The most common explanation for recurring substernal chest pain following negative cardiac evaluation is GERD (Fang and Bjorkman, 2001). Approximately 15% of patients will have esophagitis at endoscopy and up to 40% of patients will have elevated acid exposure time during 24hour pH monitoring. The remaining large subset has no evidence of pathologic reflux. About one-third of these will have a significant association of symptoms with acid reflux events, but as a group, all subjects without pathologic reflux respond less well to antireflux therapy. Twenty-five to 50% of patients with no pathologic reflux will have a spastic motor disorder on manometry, the wide variation in prevalence relating to different thresholds in assigning these diagnoses. Although the therapeutic approach is similar for all patients without pathologic reflux, some options are restricted to those with spastic motor disorders. The treatment algorithm for this group is reflected in Figure 18-3.

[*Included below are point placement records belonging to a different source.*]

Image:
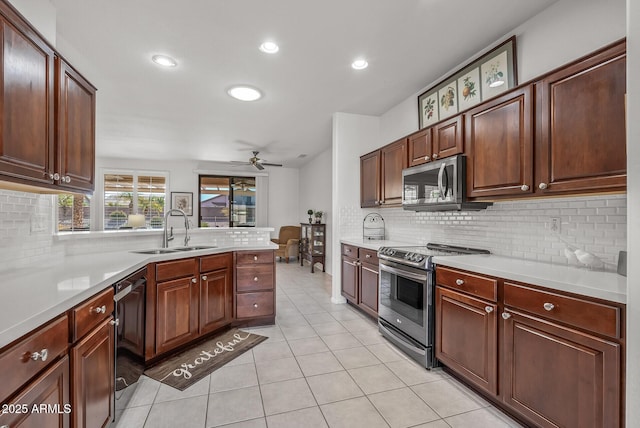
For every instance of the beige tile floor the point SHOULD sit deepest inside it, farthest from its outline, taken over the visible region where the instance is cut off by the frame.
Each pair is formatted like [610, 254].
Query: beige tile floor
[324, 365]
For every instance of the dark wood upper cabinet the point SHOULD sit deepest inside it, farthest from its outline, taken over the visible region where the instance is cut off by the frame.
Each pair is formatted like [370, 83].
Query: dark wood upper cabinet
[580, 133]
[448, 138]
[420, 147]
[370, 180]
[47, 111]
[75, 106]
[393, 159]
[499, 146]
[27, 103]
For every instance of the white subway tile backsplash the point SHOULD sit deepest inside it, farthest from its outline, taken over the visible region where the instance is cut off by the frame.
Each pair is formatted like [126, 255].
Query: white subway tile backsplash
[514, 228]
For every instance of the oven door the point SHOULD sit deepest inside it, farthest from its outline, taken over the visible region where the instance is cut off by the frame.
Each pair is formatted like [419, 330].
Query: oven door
[404, 299]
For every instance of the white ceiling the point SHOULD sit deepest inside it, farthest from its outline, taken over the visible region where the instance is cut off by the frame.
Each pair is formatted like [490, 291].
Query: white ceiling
[148, 112]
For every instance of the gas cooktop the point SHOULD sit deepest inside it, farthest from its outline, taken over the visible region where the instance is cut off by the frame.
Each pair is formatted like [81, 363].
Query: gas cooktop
[420, 256]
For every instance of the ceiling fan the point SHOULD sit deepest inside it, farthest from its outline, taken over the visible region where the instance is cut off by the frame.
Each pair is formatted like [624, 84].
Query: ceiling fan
[256, 162]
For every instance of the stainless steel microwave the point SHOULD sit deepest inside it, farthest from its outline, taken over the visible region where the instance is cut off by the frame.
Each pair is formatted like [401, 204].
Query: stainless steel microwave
[438, 186]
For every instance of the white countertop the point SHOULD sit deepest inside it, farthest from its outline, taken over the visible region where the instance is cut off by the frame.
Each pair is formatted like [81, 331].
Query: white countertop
[374, 244]
[32, 296]
[603, 285]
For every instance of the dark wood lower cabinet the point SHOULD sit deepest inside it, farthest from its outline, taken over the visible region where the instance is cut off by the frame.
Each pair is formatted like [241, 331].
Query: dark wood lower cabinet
[176, 313]
[51, 390]
[559, 377]
[93, 378]
[466, 337]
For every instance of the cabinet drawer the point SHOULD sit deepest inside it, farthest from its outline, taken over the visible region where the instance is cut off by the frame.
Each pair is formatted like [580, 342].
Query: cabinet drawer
[250, 305]
[17, 363]
[215, 262]
[254, 257]
[350, 251]
[88, 314]
[166, 271]
[254, 278]
[480, 286]
[596, 317]
[368, 256]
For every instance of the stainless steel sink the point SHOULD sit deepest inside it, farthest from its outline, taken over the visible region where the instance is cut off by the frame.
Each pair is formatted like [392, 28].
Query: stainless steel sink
[195, 247]
[156, 251]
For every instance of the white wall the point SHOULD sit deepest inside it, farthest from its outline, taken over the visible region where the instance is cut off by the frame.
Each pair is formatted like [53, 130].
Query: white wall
[353, 135]
[41, 14]
[633, 224]
[315, 194]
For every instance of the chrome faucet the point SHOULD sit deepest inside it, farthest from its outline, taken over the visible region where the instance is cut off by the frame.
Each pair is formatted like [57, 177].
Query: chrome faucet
[168, 236]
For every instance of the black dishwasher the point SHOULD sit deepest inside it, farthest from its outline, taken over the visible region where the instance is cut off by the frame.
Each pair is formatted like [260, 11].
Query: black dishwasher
[130, 306]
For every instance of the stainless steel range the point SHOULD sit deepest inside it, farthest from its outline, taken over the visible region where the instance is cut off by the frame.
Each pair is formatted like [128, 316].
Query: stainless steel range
[406, 308]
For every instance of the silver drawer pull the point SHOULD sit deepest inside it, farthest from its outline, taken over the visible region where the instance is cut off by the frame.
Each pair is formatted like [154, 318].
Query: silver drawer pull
[43, 354]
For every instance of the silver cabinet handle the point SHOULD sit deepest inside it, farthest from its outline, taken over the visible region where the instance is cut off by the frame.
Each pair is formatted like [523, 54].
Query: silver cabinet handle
[43, 354]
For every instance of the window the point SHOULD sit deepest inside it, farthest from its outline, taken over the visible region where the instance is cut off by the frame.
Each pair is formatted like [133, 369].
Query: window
[227, 201]
[74, 212]
[133, 193]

Not all patients undergo ambulatory pH monitoring in the primary phase of investigation, making therapeutic trials with PPIs important in the initial aspects of management. A short term (1-week) trial of 40 mg of omeprazole in the morning and 20 mg at night (or an equivalent regimen with an alternative PPI) is sensitive to 80 to 85% of subjects with pathologic reflux. Because the results of therapeutic trials often are ambiguous, nearly all patients with unexplained chest pain will continue such therapy for the early management period. As for pain in presence of spastic motor disorders, TCAs play an important role in res cuing subjects who fail to respond to antireflux therapy alone. Twenty-four-hour pH monitoring may help direct the need to continue antireflux therapy concurrent with antidepressant trials.
Management is challenging for those who respond poorly to these initial approaches. A common error is failure to increase the TCA to a satisfactory dosage, and full psychiatric dosing is required in some subjects (Clouse, 1994). Intolerance to TCA can prompt a trial of a contemporary antidepressant (such as a selective serotonin reuptake inhibitor) in usual psychiatric dosing. The response with regard to chest pain reporting in general has been less satisfactory. I have used other pain modulating agents on occasion, including carbamazepine and gabapentin, but have reserved these medications for refractory and debilitating symptoms or for pain with sharp or lancinating characteristics. Calcium channel blockers also have been used with anecdotal success.
Nonpharmacologic approaches can be useful in unexplained chest pain, just as in other functional gastrointestinal disorders. Cognitive behavioral psychotherapy, deep muscle relaxation, biofeedback, and other stress reduction techniques, are beneficial for some patients. Transcutaneous electrical nerve stimulation, acupuncture, and other alternative approaches, have had anecdotal success, but the best advice is to learn to maximize the use of antidepressants, particularly TCAs, in this patient group.